- Genre: Documentary Reality television
- Created by: Colin Strong
- Narrated by: Michael Dean
- Theme music composer: Don Percival
- Country of origin: United Kingdom
- Original language: English
- No. of episodes: 8

Production
- Running time: 30 minutes

Original release
- Network: BBC One
- Release: 9 September – 28 October 1981

= Fighter Pilot (TV series) =

Fighter Pilot is a BBC television documentary series that was broadcast in the UK on BBC One, from 9 September to 28 October 1981. It was about the training of fast jet pilots in the Royal Air Force and followed the progress of six candidates as they went through the three-year programme. The BBC and the RAF first agreed to work together on a documentary in 1978, when there was a poor level of recruitment and a shortage of pilots in the service. At the time it cost £1 million to train a pilot (£4 million in 2011). The training process, from selection to operational service has a high drop-out rate and only one of the six original candidates went on to fly fast jets.

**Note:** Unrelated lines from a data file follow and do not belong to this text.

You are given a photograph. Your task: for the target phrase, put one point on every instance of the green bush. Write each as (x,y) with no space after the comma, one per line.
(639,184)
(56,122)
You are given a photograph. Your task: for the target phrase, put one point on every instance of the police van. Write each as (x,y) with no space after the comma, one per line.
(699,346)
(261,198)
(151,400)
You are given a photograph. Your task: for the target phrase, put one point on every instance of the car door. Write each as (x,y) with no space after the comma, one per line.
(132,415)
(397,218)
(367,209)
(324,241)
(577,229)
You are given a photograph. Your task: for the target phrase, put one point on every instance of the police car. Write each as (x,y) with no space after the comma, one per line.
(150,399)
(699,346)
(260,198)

Three of the candidates were airmen who already served in the RAF, while the others were from civilian backgrounds (qualified nurse, zoologist and milkman/farm worker). The series was produced by Colin Strong, who closely followed the candidates for three-and-a-half years. To gain a detailed insight in to the process, he undertook the RAF basic flying training course himself and flew solo in a Jet Provost. The series was nominated for a BAFTA award in 1982 for Television Factual Series.

==Candidates==

| Candidate | Age | Background |
|---|---|---|
| John McCrea | 22 | Coalman, farm worker, milkman |
| Robbie Low | 21 | State registered nurse |
| Martin Oxborrow | 25 | Weapons technician at RAF Marham |
| Alistair Stewart | 22 | Zoologist |
| Trevor Lewis | 19 | Technician at RAF Odiham |
| Rhod Smart | 20 | Air fitter on Lightnings at RAF Binbrook |

==Episodes==

| No. | Title | Original release date |
| 1 | "Dreams" | 9 September 1981 |
The series begins in May 1978, when thirty-one applicants arrive at the Officer and Aircrew Selection Centre at RAF Biggin Hill. Six of the candidates are offered pilot training.
| 2 | "Officers and Gentlemen" | 16 September 1981 |
In September 1978, the candidates arrive at the RAF Officer Cadet Training Unit at RAF Henlow for their 18-week officer training course.
| 3 | "Graduation" | 23 September 1981 |
Five of the candidates graduate from the Officer Cadet Training Unit.
| 4 | "Going Solo" | 30 September 1981 |
In March 1979, the five officer cadets move to the Basic Flying Training School (BFTS) at RAF Linton-on-Ouse, where they learn to fly the Jet Provost. One of the Qualified Flying Instructors (QFIs) on the course is Flt Lt Martin Withers.
| 5 | "Chopped" | 7 October 1981 |
All of the five candidates make their first solo flights.
| 6 | "Fear of Failing" | 14 October 1981 |
The candidates progress through the basic flying training course.
| 7 | "Wings" | 21 October 1981 |
In March 1980, the remaining candidates move to the Advanced Flying School at RAF Valley for 21 weeks of advanced flying training on the Hawk T.1.
| 8 | "Sport of Kings" | 28 October 1981 |
In October 1980, the remaining candidates moves to the Tactical Weapons Unit (TWU) at RAF Brawdy, to learn the art of aerial warfare on the Hawk.

==Book==
A book of the television series was produced by Colin Strong and co-written with the author, Duff Hart-Davis.